Could your fancy tech job or secret smartphone addiction be aging you? Research suggests there could be a dark side to your dream gig, social platform, or app if it means staring at a screen all day.
“Blue light exposure leads to the production of reactive oxygen species that can directly damage human DNA. It also contributes to the photodamage on proteins (such as collagen and elastin), leading to deeper lines and wrinkles,” explains Julie Russak, MD, FAAD, a board-certified dermatologist and founder of the Russak Dermatology Clinic in New York.
Read on to learn more about the different ways your tech habit could be affecting your skin and how to protect yourself from future damage.
Aggressor: Blue Light
Effect: As alluded to above, Rusak warns that blue light exposure from screens causes direct photodamage to the skin, resulting in brown discoloration and an increase in the appearance of fine lines. “It also has indirect effects, such as decreasing and disrupting REM sleep cycles, which can cause inflammation and therefore increase proinflammatory markers, resulting in a breakdown of collagen and increased appearance of fine lines and wrinkles,” she explains.

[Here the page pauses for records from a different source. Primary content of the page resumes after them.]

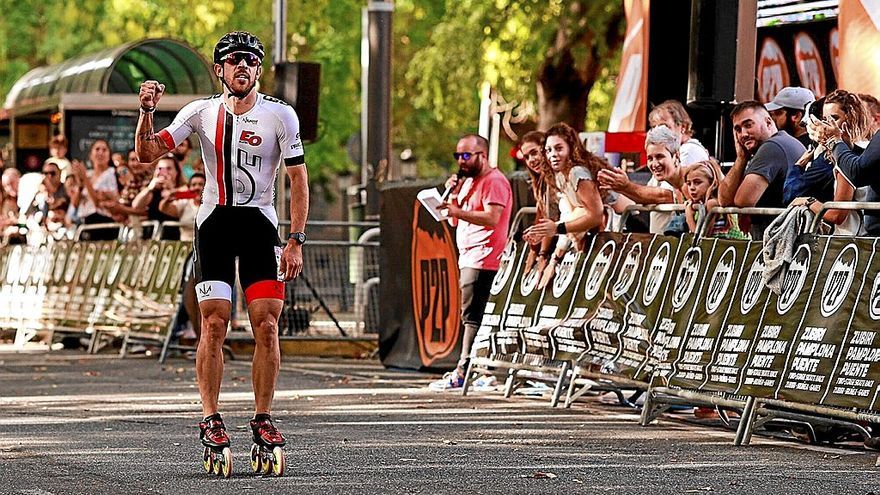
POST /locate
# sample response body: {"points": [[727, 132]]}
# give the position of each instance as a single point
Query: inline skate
{"points": [[267, 453], [217, 457]]}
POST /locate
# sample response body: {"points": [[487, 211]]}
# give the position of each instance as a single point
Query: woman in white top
{"points": [[581, 204], [852, 117], [184, 205], [99, 185], [673, 115]]}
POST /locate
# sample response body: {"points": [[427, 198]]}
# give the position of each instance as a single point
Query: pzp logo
{"points": [[529, 281], [839, 280], [875, 298], [754, 285], [686, 277], [565, 273], [627, 272], [599, 269], [656, 272], [794, 279], [250, 137], [720, 280], [508, 259]]}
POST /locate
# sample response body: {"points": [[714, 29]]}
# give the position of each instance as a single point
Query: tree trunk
{"points": [[564, 81]]}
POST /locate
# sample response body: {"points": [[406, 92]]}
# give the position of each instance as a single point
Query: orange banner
{"points": [[859, 24], [630, 112]]}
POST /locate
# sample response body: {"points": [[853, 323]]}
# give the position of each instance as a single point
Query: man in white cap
{"points": [[788, 109]]}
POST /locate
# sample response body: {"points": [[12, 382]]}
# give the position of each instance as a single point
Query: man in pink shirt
{"points": [[479, 206]]}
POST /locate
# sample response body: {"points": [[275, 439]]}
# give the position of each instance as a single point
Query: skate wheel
{"points": [[256, 459], [277, 461], [225, 459], [215, 464], [207, 462], [266, 459]]}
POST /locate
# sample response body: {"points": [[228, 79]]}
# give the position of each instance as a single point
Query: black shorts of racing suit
{"points": [[242, 232]]}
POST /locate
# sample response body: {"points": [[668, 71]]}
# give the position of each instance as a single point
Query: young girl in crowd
{"points": [[702, 179]]}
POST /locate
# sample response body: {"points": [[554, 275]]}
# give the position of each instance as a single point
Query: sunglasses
{"points": [[466, 155], [235, 58]]}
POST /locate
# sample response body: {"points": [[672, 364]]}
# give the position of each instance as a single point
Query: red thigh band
{"points": [[265, 289]]}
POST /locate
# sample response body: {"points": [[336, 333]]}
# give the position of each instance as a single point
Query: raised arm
{"points": [[733, 179], [862, 170], [617, 180], [147, 144]]}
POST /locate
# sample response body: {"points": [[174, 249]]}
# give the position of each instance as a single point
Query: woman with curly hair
{"points": [[541, 180], [581, 203], [847, 111]]}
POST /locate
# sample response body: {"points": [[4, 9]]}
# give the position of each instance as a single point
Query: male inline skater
{"points": [[244, 136]]}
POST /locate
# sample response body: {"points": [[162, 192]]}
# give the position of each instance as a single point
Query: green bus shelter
{"points": [[94, 97]]}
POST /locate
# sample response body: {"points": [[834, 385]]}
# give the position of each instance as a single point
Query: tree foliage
{"points": [[546, 53], [443, 51]]}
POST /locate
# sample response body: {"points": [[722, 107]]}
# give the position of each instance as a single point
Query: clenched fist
{"points": [[151, 92]]}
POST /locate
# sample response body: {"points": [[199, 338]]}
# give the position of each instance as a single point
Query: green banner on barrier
{"points": [[783, 316], [711, 307], [554, 306], [499, 293]]}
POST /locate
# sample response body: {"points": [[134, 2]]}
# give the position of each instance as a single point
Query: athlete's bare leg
{"points": [[209, 356], [264, 315]]}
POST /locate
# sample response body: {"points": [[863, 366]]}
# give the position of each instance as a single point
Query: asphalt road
{"points": [[71, 423]]}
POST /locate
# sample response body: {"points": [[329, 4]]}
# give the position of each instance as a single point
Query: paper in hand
{"points": [[431, 200]]}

Solution: To decrease the effects of blue light from screen exposure, Dr. Russak advises patients to apply sunscreen that has a blue light filter in it every morning, regardless of whether they go outside or not. “Patients with melasma are severely affected by the exposure to blue light and therefore have to be even more conscious about spending excessive time in front of the computer, in addition to using ingredients that decrease pigment production (such as tranexamic acid),” she cautions. Dr. Russak also recommends the daily use of antioxidants, such as vitamin C, to help reverse the effects of photoaging, along with blue light protection glasses for safeguarding sensitive skin around the eyes.
Aggressor: Small Devices
Effect: It’s no secret that muscle contraction can increase the appearance and depth of wrinkles, which means that, while convenient, those pocket-sized smartphones and other devices aren’t doing your skin any favors. That’s especially true when it comes to the thin and delicate area around those peepers.
Solution: To help combat creasing and dreaded crow’s feet, opt for a larger device whenever possible (especially when you plan to use it for a long period of time that requires more focus). You can also try increasing your text size or zooming in to help eliminate the strain on the skin and eyes. “Wear glasses for added protection, also being mindful of your posture to avoid so-called tech neck,” adds Dr. Russak.
Aggressor: Dirty Keyboards
Effect: One study of 25 mobile phones found 92 percent contaminated with bacteria, with others suggesting tech devices can harbor more germs than a toilet seat (eek!). “Accumulation of staph and other bacteria on touchpads and keyboards can cause acne breakouts and folliculitis if-then deposited on the skin by simple scratching or rubbing of the chin,” cautions Dr. Russak.
Solution: To keep bacteria at bay, you’ll want to clean your face and sanitize devices down with a screen-safe wipe every morning and again at the end of the day, being sure to wash hands regularly and avoiding touching your face as much as possible throughout the day. “Using UVC light at the end of the day is another easy way to keep devices sterile,” says Dr. Russak.
Aggressor: Screen Time
Effect: Last but certainly not least, getting caught up in tech devices for too many hours can lead to ignoring other aspects of a healthy routine. Or, as Dr. Russak points out, “sometimes it’s four hours that just go down the black hole.”
Solution: While Dr. Russak notes that routine can vary based on age or individual needs, proper nutrition and rest are non-negotiable. “Stay hydrated, focus on a healthy, low-inflammatory diet (eliminating gluten, sugar, dairy, preservatives, and so on where possible), and try to get eight hours of sleep.” Keeping devices out of bed will help with distractions and keep additional germs off of your sheets, which can then, in turn, make their way back to the skin as part of the ongoing tech-skin germ cycle!